There’s probably a lesson to be learned there – by me, if by no one else.
I’ve long hoped that voters would elect more centrist, commonsense independent candidates who are not beholden to the Republican and Democratic parties, which together have created the $39 trillion national debt. Three or four truly independent U.S. senators could serve as the balance of power and force the two parties to behave more responsibly.
But voters haven’t elected many independents – not at the federal level, and not at the state level. In fact, there have been only eight independent U.S. senators since 1983. There currently are two, but they generally work with Democrats. There’s one independent in the House of Representatives, Rep. Kevin Kiley from California, but until very recently he was a Republican.
Back to March 3 in Arkansas.
The explicit independent was Adam Watson of Branch, who lost his state Senate District 26 race, 69% to 31%, to Republican businessman and now state Sen. Brad Simon, R-Paris.
Before the campaign, Watson had been a leading opponent of Gov. Sarah Huckabee Sanders’ proposed 3,000-bed prison in Franklin County. There is widespread opposition to the prison there. But that wasn’t enough to help him win.
His campaign ran into some tough realities. First, voters really do look at party labels. Many probably didn’t know much about Watson but do know they lean Republican. Furthermore, Simon was a good candidate who also strongly opposed the prison, depriving Watson of that issue. He’s also from a bigger community and was raised in the district. Watson is a relative newcomer.
Finally, Franklin County residents may not be as fired up about the prison as one might think. Turnout in the special election was 24.29%, almost exactly the 24.25% that turned out statewide.
In contrast, the functional independent running in the adjacent Senate District 28, Sen. Bryan King, R-Green Forest, won the Republican primary with almost 60% of the vote against Bobby Ballinger.
King won easily despite the fact that Ballinger was a strong candidate supported by Sanders and other Republican Party leaders. Ballinger’s dad was a former state senator who defeated King in 2018 and then lost to him in 2022.
I don’t know how much King’s constituents know about him. State senators are not celebrities. Many voters looking at the ballot might only have known that he is a Republican and an incumbent. In Arkansas, incumbents rarely lose.
Those who do follow Arkansas state politics would know that King often goes against his own party. He is not afraid to strongly criticize the governor, her appointees, and his own Senate leadership. He does not go along to get along.
The other side of the coin is that, with his combative style, he doesn’t pass many bills. In fact, he successfully sponsored only one in the last two legislative sessions. He believes it’s more important to stop bad bills.
Whatever the election’s explanations, King, the independent Republican, won. Watson, the independent independent, lost, as independent independents almost always do.
One possible conclusion is that voters aren’t just looking at these labels to determine what a candidate is. It’s more that they are looking for what a candidate is not. And that would be … not a member of the party they don’t support.

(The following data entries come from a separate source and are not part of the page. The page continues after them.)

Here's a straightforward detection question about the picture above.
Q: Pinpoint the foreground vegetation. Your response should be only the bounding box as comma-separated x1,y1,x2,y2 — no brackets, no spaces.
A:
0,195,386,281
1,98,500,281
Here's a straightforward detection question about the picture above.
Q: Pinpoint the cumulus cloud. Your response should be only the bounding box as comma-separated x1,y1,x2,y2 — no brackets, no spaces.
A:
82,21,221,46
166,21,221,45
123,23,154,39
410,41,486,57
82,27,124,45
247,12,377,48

King’s “R” by his name tells voters in his mostly rural, conservative district that he aligns with the Republican Party to some degree, but more importantly to them, that he’s not a Democrat.
A candidate having an “I” beside his name wouldn’t quite give those voters that same assurance, no matter his stances on the issues. They might reason that if he were actually a conservative, he would call himself a Republican. They might suspect he was a Democrat in disguise.
The same dynamic would work in reverse in a blue state where an independent might try to run against a Democrat.
The biggest takeaway is that King has shown a politician can act independently. But politicians who want to win probably can’t call themselves independents.
I guess I’m the last one to figure that out. It wouldn’t be the first time.